S’agissant du champ de compétence de l’AMLA, on sait depuis un moment que le projet, tel que présenté au Parlement Européen lors du vote sur l’AML Package, prévoit la supervision de plusieurs entités du secteur financier présentant « le plus haut niveau de risque de LCB-FT » selon les superviseurs nationaux. On en saura pas beaucoup plus : le projet indique que la première sélection d’établissements entrant dans la supervision de l’AMLA devrait être réalisée courant 2025, après un exercice d’harmonisation des évaluations nationales.
A priori, on devrait se diriger vers le contrôle d’une quarantaine d’établissements du secteur bancaire et assurantiel, dont deux ou trois entités françaises.
Au-delà de son rôle d’autorité de contrôle, le projet réglementaire prévoit que l’AMLA puisse également intervenir à l’égard du secteur non-financier afin d’améliorer les pratiques de supervision, coopérer avec les cellules de renseignement financier et promouvoir la convergence des pratiques des superviseurs locaux.
Pas grand-chose non plus à se mettre sous la dent côté staffing : Robert Ophèle parlait d’au moins 250 postes, une fourchette qui semble être confirmée par le formulaire de candidature, qui interroge sur une surface permettant l’accueil d’« entre 250 et 400 » agents.

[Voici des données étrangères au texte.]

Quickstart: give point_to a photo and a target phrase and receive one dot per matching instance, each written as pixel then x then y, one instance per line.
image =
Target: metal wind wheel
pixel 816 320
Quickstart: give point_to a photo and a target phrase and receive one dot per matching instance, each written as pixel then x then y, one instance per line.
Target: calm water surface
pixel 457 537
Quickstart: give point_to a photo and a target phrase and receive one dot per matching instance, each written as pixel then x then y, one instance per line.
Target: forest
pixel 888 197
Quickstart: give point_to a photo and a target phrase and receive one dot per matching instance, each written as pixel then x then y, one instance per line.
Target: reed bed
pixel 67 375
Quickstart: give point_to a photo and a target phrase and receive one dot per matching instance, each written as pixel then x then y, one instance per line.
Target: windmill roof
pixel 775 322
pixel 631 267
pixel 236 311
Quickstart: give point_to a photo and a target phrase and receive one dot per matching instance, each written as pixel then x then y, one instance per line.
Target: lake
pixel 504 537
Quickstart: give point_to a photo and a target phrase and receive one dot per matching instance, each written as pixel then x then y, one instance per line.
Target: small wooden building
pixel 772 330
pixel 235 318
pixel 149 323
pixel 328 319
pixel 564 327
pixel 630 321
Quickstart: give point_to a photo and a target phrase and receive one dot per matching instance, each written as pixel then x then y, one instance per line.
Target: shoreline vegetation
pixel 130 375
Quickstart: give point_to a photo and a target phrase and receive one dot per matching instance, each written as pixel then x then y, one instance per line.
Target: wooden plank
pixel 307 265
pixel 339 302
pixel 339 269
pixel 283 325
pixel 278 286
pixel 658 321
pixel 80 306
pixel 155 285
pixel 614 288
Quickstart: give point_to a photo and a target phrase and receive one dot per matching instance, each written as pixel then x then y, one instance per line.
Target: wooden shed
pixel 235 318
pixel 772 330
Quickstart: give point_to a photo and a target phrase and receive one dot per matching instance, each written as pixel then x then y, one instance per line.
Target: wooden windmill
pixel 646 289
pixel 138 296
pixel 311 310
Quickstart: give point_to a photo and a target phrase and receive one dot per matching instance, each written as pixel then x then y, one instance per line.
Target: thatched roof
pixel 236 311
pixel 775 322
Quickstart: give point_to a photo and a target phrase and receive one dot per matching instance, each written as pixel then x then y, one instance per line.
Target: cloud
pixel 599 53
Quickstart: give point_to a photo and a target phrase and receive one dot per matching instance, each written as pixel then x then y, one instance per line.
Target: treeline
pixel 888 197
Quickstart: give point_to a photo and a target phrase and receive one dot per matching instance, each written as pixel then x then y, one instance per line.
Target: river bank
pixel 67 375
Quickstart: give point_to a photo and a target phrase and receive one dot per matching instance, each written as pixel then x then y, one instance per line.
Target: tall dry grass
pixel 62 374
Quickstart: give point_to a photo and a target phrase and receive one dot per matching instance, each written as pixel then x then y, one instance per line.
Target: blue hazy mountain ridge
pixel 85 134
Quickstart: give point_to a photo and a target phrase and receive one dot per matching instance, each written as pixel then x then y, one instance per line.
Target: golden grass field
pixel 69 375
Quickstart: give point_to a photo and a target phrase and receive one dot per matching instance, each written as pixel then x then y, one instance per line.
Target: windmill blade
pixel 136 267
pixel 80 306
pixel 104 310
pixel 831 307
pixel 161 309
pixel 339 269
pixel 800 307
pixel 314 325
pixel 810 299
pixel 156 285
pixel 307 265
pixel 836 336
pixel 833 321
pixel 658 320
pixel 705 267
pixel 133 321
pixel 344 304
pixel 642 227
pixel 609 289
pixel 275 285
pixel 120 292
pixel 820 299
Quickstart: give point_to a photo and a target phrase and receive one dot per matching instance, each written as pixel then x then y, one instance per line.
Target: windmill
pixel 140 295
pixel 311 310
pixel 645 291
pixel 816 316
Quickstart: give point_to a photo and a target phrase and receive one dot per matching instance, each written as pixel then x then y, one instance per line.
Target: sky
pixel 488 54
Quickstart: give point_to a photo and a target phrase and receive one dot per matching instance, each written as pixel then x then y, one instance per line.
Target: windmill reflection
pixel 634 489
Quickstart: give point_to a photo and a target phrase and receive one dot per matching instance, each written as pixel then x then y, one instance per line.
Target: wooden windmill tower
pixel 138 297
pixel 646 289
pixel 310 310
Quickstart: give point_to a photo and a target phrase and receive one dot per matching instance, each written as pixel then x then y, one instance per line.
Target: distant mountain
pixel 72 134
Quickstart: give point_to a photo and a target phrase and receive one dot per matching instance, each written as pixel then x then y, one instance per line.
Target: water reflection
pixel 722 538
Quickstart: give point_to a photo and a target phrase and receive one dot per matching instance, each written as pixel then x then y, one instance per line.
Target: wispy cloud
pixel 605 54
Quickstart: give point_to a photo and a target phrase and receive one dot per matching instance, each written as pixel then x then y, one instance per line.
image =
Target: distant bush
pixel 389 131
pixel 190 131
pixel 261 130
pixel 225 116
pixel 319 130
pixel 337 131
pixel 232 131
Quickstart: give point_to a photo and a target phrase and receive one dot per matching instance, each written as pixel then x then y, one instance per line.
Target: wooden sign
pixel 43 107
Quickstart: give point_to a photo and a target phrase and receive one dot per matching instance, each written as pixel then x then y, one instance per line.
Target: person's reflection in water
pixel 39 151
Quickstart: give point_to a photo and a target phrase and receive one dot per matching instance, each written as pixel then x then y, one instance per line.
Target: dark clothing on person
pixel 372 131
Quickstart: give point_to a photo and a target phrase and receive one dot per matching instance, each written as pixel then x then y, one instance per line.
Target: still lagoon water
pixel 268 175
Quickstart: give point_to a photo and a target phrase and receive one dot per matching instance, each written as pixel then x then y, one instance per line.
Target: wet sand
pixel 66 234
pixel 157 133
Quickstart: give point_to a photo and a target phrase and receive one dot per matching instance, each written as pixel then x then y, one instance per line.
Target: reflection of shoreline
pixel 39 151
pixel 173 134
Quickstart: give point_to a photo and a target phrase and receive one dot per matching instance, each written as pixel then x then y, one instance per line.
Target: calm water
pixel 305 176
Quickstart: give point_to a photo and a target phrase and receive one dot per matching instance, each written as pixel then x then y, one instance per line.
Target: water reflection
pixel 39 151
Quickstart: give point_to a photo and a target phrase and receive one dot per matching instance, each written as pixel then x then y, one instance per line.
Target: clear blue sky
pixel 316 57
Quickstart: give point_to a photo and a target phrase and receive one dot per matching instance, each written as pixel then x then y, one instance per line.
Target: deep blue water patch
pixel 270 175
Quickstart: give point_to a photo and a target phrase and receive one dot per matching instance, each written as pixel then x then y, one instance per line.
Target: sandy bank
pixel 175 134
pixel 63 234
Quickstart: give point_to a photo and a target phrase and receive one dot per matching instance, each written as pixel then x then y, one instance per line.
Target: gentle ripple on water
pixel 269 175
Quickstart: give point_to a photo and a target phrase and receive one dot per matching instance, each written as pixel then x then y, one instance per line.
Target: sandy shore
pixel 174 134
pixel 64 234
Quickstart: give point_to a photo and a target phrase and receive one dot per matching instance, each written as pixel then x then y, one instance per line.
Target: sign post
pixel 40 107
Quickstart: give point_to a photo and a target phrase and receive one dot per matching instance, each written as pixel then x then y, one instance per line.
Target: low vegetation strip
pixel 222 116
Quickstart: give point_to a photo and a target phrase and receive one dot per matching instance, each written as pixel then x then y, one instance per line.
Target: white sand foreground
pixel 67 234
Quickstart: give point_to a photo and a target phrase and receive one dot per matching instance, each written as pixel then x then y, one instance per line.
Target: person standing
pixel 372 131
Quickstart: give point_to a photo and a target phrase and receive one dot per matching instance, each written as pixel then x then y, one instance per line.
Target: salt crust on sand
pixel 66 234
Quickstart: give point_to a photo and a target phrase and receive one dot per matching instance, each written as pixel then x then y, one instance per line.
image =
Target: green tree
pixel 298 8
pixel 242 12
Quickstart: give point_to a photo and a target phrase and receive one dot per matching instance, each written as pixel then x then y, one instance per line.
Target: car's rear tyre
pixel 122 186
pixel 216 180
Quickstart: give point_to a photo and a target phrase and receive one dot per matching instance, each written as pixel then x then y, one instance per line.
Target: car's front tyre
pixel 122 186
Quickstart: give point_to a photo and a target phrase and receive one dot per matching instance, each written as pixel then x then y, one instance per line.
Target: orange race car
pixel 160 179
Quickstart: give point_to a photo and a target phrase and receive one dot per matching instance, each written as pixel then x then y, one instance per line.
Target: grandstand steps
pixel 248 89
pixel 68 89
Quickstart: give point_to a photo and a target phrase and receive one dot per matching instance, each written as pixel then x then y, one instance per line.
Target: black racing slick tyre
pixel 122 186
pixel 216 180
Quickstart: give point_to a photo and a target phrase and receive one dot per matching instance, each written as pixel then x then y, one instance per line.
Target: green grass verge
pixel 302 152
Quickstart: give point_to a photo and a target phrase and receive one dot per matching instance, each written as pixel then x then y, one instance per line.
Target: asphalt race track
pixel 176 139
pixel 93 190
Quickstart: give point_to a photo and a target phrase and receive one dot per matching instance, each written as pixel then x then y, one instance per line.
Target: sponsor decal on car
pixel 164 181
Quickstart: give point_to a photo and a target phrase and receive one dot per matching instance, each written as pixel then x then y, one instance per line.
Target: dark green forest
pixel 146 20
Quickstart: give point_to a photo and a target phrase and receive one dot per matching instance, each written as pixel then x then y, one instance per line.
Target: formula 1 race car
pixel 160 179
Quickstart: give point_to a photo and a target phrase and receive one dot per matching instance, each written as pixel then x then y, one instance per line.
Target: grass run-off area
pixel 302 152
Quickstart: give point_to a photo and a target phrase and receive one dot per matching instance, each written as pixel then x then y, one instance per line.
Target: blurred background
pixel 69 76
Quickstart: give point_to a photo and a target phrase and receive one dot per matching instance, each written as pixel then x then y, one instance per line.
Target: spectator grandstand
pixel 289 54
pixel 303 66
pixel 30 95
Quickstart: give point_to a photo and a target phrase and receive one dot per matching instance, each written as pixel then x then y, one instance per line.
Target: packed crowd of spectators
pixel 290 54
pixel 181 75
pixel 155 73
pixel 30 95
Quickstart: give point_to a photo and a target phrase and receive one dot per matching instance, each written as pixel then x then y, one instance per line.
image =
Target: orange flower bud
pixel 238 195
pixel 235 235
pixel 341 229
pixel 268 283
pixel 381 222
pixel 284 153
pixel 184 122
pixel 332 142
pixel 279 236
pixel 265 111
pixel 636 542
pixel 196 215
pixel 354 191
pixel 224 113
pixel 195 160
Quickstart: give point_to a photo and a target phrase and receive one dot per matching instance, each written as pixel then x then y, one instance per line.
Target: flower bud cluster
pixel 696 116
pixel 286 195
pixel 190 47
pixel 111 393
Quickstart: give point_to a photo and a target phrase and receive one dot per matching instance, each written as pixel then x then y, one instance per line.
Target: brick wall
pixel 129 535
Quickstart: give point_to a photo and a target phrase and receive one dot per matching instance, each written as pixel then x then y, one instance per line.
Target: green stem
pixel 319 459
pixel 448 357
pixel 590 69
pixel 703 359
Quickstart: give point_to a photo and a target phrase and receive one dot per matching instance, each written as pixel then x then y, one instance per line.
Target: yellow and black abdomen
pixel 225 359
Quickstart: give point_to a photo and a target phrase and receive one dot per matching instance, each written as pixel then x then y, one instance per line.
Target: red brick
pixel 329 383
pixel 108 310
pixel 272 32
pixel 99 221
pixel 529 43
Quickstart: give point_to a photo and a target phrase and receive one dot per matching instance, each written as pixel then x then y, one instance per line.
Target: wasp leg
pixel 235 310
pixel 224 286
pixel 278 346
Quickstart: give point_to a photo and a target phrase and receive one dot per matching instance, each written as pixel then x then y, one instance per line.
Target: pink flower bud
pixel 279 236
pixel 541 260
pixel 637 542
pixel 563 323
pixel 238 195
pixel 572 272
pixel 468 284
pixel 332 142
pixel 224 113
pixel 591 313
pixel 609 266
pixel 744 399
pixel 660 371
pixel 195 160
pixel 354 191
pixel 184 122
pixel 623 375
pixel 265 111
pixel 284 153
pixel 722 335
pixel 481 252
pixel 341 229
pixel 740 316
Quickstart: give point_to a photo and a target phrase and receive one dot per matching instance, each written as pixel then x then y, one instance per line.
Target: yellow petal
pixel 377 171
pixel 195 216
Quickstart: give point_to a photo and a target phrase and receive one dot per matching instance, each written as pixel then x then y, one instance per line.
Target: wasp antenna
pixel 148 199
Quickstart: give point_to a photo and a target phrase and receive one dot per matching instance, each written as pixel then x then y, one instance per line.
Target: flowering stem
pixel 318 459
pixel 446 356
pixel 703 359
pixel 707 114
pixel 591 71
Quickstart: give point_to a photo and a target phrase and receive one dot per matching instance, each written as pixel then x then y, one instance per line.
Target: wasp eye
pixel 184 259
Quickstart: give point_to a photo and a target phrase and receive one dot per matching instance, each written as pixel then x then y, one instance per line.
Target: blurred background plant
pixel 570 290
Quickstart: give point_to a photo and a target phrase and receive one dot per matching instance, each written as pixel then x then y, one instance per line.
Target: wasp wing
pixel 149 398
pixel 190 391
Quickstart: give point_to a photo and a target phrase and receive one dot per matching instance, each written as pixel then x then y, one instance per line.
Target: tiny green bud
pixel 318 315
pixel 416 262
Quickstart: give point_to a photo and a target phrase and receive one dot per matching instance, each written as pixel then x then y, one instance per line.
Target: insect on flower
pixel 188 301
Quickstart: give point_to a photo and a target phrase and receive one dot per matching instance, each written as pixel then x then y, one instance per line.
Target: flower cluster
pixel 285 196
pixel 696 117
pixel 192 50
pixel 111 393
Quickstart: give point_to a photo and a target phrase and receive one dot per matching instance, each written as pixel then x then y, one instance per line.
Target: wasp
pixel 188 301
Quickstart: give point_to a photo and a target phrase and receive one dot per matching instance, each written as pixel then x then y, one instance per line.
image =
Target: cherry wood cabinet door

Rien ne dit cependant si ces chiffres ne correspondent pas plutôt à une cible de long terme, après plusieurs années d’activité.
Un début d’activité en 2027 ?
Reste le sujet du calendrier. Et là non plus, on n’a pas d’élément nouveau depuis le projet du Parlement, qui visait une création de l’AMLA en 2025, pour un début effectif d’activité l’année suivante. Un délai qui semble de plus en plus difficile à tenir : la première étape devait être la sélection de la ville hôte, selon un processus que le Parlement Européen et le Conseil Européen doivent encore définir. Passée cette décision, les instances européennes devront encore allouer les ressources nécessaires à la mise en place de l’Autorité. Par ailleurs, avec le renouvellement du Parlement Européen en juin 2024, les travaux risquent d’être interrompus au moins deux mois.
Selon nos informations, les principaux acteurs politiques tableraient d’ores et déjà pour un début de supervision retardé à 2027.
Reste une piste pour que le sujet avance : que la Commission Européenne commence à travailler activement sur la documentation technique encadrant l’AMLA, ses missions, ses ressources, afin que tout puisse s’enchaîner lorsque le Parlement aura joué son rôle.
En attendant, de nombreuses questions restent en suspens : l’AMLA réalisera-t-elle elle-même des contrôles sur place, ou mobilisera-t-elle des effectifs des autorités nationales ? Dans quelle mesure disposera-t-elle d’un pouvoir de sanction ? Comment sera constitué son board ? Il va encore falloir patienter.